The mop up of Rs 1.49 trillion in February is 5.1 per cent lower than the figure achieved in the previous month. In January, the GST mop up stood at Rs 1.57 trillion, the second highest after Rs 1.68 trillion in April of the current fiscal year. However, the latest figure is 12 per cent higher than Rs 1.33 trillion a year ago.
Also, the monthly GST revenues remained over Rs 1.4 trillion for 12 straight months, the finance ministry said on Wednesday while releasing the provisional data.
The ministry attributed the sequential dip in collection to February being a 28-day month.
It emphasised that this month reported the highest cess collection of Rs 11,931 crore since implementation of the GST regime. Economists expect central GST (CGST) collection to meet the FY23 Budget Estimates.
“The sequential dip in GST collections in February 2023 is partly on account of the boost to the January figure from the quarter-ending inflows (for December, which were remitted in the following month),” said Aditi Nayar, chief economist, ICRA.
Of the total revenue collected, CGST was Rs 27,662 crore, states GST was Rs 34,915 crore and Integrated GST was Rs 75,069 crore (including Rs 35,689 crore collected on import of goods). And, cess was Rs 11,931 crore (including Rs 792 crore collected on import of goods).
During the month, revenue from import of goods was six per cent higher and that from domestic transactions (including import of services) was 15 per cent higher year-on-year (YoY).

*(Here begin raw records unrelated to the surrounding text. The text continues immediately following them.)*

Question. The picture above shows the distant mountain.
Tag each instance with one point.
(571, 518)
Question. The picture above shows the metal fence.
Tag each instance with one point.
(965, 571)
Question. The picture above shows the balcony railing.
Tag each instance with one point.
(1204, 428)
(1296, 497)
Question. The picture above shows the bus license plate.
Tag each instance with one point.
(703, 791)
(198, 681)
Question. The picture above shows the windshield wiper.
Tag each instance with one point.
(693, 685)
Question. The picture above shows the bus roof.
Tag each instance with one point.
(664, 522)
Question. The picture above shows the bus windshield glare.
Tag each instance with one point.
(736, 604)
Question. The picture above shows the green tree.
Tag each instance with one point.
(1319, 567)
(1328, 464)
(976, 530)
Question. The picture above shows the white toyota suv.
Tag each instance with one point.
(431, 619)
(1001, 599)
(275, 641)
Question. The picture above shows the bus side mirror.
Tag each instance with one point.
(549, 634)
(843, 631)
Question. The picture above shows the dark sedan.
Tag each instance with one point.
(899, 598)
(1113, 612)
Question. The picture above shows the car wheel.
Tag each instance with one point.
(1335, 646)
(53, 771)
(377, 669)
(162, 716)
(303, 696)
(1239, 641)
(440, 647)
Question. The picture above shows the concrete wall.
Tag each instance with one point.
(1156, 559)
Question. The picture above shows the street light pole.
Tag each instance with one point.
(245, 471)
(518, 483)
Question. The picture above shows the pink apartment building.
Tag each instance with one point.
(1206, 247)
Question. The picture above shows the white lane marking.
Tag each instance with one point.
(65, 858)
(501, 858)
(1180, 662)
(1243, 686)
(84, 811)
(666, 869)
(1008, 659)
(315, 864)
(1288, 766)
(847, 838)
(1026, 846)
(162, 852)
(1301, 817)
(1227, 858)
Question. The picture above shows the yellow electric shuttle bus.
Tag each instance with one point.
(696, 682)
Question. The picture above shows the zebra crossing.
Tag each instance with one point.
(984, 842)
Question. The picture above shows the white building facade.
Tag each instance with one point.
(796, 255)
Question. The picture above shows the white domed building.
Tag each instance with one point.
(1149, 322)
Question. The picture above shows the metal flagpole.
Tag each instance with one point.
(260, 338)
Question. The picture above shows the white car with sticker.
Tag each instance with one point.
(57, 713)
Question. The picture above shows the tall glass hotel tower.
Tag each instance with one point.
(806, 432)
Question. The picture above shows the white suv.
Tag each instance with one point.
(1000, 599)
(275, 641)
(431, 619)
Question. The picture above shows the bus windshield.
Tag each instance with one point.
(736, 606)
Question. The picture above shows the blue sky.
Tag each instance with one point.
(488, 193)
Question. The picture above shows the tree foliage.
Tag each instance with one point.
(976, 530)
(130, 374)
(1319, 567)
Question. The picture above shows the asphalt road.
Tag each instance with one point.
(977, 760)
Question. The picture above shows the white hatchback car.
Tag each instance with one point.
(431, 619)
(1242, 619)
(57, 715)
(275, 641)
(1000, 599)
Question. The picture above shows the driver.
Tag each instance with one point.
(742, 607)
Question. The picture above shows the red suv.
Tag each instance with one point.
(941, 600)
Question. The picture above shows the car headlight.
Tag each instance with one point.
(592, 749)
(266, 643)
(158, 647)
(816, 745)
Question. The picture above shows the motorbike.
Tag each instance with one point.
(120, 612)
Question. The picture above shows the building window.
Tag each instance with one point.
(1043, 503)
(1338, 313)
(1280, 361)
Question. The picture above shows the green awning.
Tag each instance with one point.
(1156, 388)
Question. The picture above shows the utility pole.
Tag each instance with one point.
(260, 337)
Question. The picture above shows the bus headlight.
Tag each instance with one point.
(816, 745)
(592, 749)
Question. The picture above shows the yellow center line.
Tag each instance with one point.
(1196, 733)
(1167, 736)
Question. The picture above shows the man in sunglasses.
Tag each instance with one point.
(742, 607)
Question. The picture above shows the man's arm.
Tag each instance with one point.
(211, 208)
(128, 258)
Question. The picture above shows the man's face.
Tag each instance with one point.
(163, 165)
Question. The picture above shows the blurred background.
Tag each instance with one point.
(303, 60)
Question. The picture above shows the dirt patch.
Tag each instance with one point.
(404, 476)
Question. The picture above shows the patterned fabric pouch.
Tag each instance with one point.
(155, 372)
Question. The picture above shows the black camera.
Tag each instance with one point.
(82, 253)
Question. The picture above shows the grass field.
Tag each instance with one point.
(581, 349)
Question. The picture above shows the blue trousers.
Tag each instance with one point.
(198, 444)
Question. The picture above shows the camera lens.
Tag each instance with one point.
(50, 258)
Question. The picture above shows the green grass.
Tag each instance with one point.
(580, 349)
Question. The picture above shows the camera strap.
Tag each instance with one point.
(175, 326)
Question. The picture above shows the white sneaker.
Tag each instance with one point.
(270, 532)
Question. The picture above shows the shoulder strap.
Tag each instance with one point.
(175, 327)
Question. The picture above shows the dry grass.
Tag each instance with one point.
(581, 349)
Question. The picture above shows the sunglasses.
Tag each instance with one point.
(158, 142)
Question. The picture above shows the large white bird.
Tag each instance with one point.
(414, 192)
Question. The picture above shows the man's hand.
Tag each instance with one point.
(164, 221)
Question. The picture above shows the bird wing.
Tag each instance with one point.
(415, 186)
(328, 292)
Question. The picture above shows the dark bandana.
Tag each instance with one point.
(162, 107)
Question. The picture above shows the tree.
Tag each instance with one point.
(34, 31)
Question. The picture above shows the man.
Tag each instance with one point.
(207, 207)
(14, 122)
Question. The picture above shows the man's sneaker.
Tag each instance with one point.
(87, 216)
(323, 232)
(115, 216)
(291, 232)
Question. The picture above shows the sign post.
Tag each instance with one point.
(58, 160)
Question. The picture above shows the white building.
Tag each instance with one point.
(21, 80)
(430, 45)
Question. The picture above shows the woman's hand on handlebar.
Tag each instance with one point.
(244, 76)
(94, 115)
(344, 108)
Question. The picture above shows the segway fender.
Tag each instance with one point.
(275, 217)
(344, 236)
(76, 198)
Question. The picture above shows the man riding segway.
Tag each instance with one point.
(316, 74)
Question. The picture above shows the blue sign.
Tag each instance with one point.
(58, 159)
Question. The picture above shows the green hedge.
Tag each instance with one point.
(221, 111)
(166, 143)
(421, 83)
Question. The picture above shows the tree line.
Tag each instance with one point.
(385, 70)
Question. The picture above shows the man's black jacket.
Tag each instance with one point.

“This month witnessed the highest cess collection of Rs 11,931 crore since implementation of GST,” the ministry said.
According to Nayar, there is a large divergence in the growth of revenues from import of goods and that from domestic transactions during the month.
GST revenues from import of goods are likely to have been dampened by the sequential and YoY contractions in merchandise imports in January, Nayar added.
Abhishek Jain, partner, Indirect Tax at KPMG in India, said “The growth in domestic and import transactions are quite interesting. It indicates a growing self reliance within the domestic market and is a positive sign for the Indian economy,” he said.
On state-wise collection, Deloitte India partner M S Mani said all the large states have reported significant increases ranging from 10 per cent to 24 per cent compared to the same month last year.
This indicates that economic growth and the steps taken to improve compliance are positive.
Highlighting the GST compensation to states, the ministry said that it has settled Rs 34,770 crore to CGST and Rs 29,054 crore to SGST from IGST as regular settlement.
The total revenue of the Centre and states after regular settlements in February stood at Rs 62,432 crore (CGST) and Rs 63,969 crore (SGST).
In addition, the Centre had also released the balance GST compensation of Rs 16,982 crore for June 2022 and Rs 16,524 crore to states/union territories, it added.